Lakeland University has been awarded a $30,000 grant from the Bradley Foundation to help fund teaching financial basics to at-risk Lakeland students.
Financial Fitness for Life (FFL) will target at-risk students with a variety of financial literacy programs designed to help them make better financial decisions while they’re in school and throughout their lives.
“Young people must be able to make good financial choices as they take on college student loan debt, because it later impacts their ability to buy homes and vehicles, prepare budgets for themselves and their families and, eventually, make investment decisions for their futures,” said Scott Niederjohn, dean of Lakeland’s School of Business and Entrepreneurship.

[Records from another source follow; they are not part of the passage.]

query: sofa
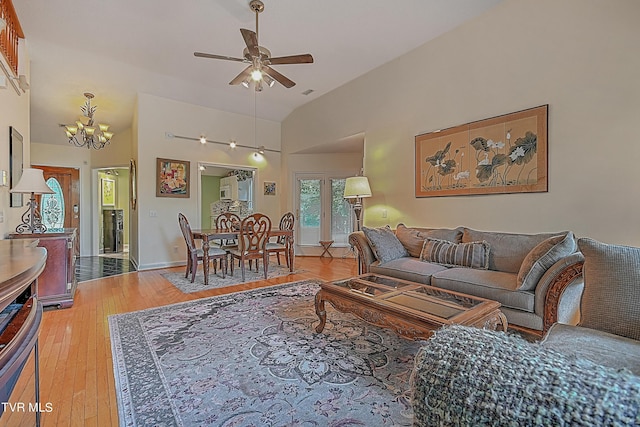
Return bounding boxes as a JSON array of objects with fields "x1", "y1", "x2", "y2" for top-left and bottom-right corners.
[
  {"x1": 411, "y1": 237, "x2": 640, "y2": 426},
  {"x1": 349, "y1": 224, "x2": 585, "y2": 335}
]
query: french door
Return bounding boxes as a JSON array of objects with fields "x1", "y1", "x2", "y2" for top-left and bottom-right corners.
[{"x1": 295, "y1": 173, "x2": 353, "y2": 256}]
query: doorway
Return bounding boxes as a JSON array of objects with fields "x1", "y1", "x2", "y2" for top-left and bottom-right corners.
[
  {"x1": 96, "y1": 168, "x2": 129, "y2": 259},
  {"x1": 34, "y1": 165, "x2": 80, "y2": 254},
  {"x1": 294, "y1": 173, "x2": 353, "y2": 256},
  {"x1": 199, "y1": 163, "x2": 255, "y2": 228}
]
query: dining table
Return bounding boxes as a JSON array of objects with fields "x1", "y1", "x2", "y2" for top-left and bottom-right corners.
[{"x1": 191, "y1": 227, "x2": 294, "y2": 285}]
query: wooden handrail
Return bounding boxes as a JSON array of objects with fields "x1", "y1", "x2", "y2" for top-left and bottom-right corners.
[{"x1": 0, "y1": 0, "x2": 25, "y2": 75}]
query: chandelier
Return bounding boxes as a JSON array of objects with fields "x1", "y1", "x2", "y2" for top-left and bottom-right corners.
[{"x1": 63, "y1": 92, "x2": 114, "y2": 149}]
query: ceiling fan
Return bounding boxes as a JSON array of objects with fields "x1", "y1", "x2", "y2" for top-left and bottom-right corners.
[{"x1": 194, "y1": 0, "x2": 314, "y2": 91}]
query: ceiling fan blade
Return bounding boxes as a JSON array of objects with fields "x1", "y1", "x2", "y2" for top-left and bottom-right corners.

“Many college students have easier access to credit, debt and educational loans, and they are taking on record amounts of debt to complete their education. Financial literacy is fundamental to the success of these students, especially low-income, first generation and minority college students, who research indicates lack these skills.”

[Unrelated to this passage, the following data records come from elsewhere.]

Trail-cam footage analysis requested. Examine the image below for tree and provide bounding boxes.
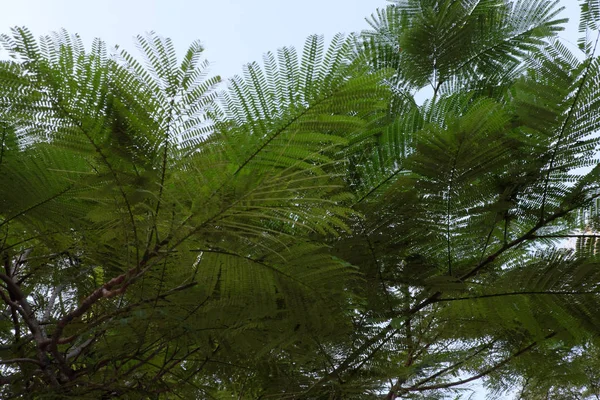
[1,0,600,398]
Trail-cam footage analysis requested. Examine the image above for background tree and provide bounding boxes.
[1,0,600,399]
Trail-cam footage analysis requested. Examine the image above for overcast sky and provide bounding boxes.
[0,0,583,81]
[0,1,588,398]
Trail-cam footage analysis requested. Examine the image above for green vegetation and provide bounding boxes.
[1,0,600,398]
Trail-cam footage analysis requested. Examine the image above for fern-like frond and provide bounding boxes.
[361,0,566,96]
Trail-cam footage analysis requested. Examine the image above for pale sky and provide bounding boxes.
[0,0,583,81]
[0,1,588,399]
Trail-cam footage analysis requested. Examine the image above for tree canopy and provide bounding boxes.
[1,0,600,398]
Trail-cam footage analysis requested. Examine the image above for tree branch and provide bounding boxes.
[435,290,600,302]
[0,270,59,386]
[401,332,556,393]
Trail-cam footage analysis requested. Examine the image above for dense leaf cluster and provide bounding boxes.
[1,1,600,399]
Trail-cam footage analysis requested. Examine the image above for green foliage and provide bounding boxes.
[2,1,600,399]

The program will begin this academic year with a pilot group of up to 15 at-risk and first generation Lakeland students, who will participate in a series of monthly workshops on a variety of topics designed to significantly improve their financial literacy knowledge.
Students will also participate in two sessions of one-on-one financial counseling, and learn more about the free market economy and how young people can participate and prosper in it.

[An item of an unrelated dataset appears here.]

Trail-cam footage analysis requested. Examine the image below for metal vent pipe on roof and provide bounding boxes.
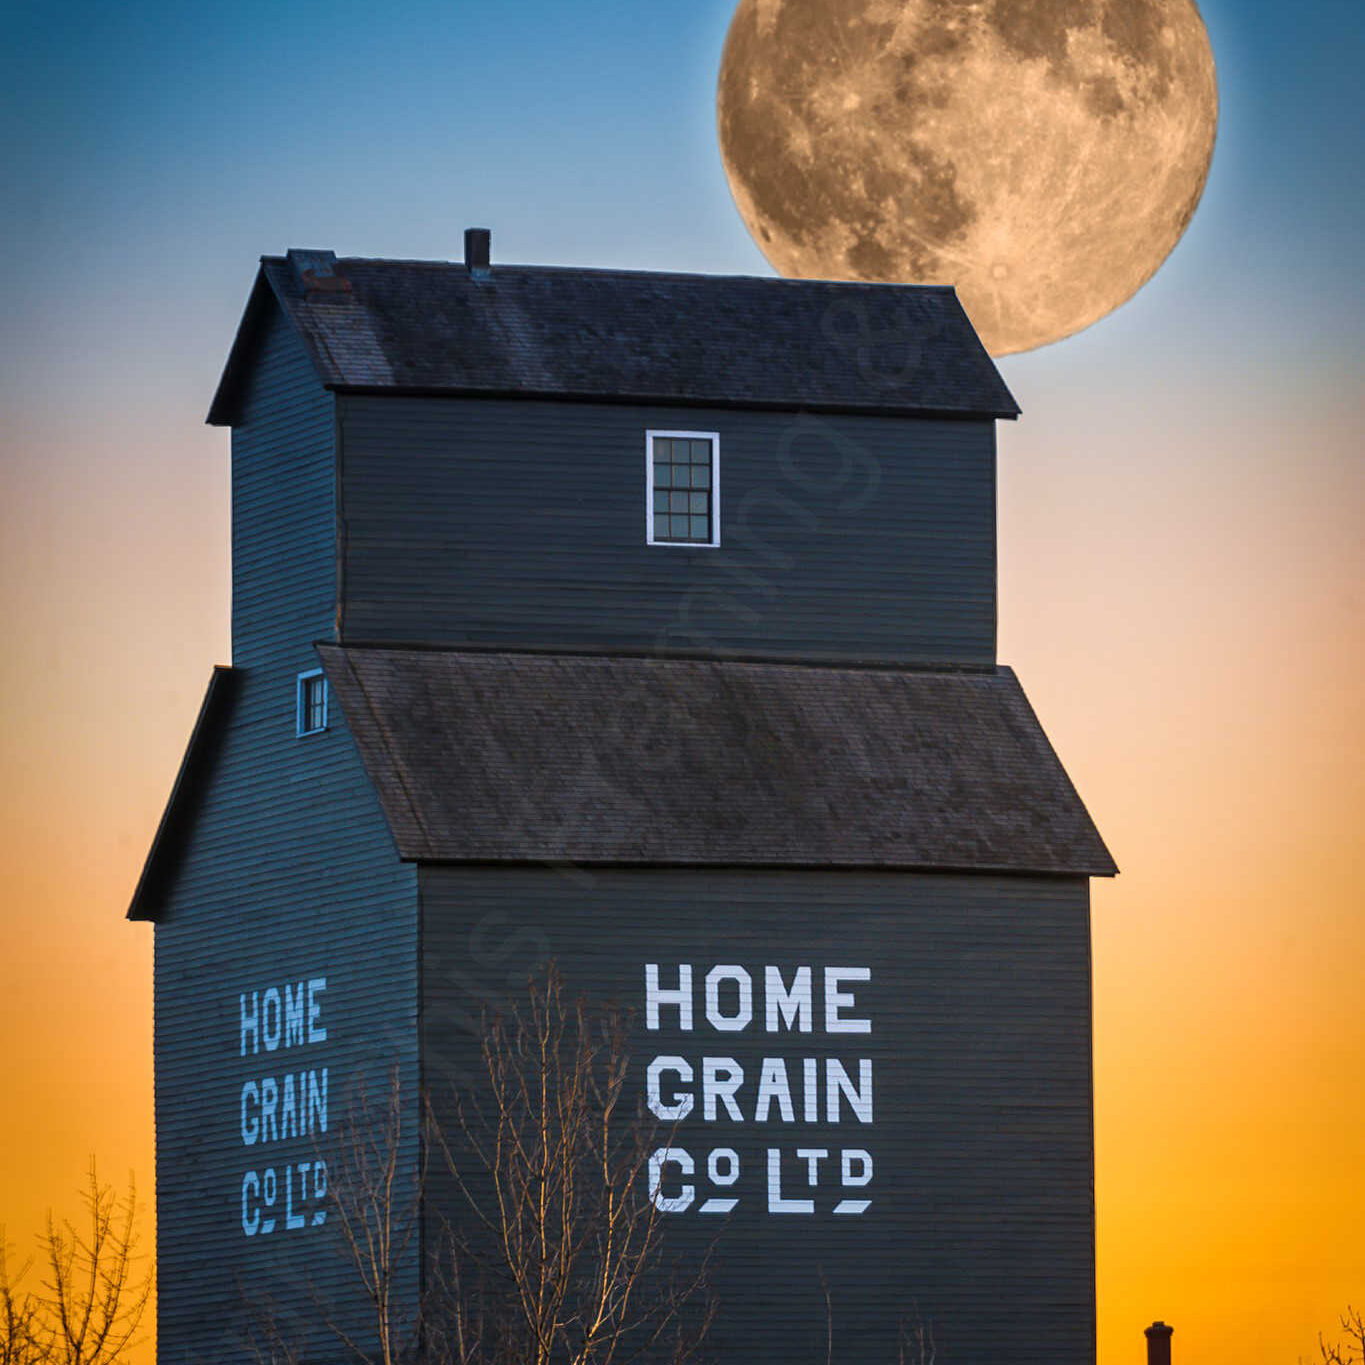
[465,227,491,275]
[1145,1322,1174,1365]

Participation in the program is voluntary for those students invited.
“This program has the potential to significantly improve the future trajectory of these students,” Niederjohn said. “We expect that students in the program will be more likely to remain in college as a result of their participation.
“We’re also going to educate these students about making better choices related to their current spending, credit and student loan decisions. Long term, we’re setting these students up for more fulfilling and prosperous post-graduation lives through economic and financial literacy knowledge.”
Participating students who complete 100 percent of the program’s activities and return to Lakeland as students in good standing for the fall 2017 semester will receive a $250 text book grant to the Lakeland bookstore.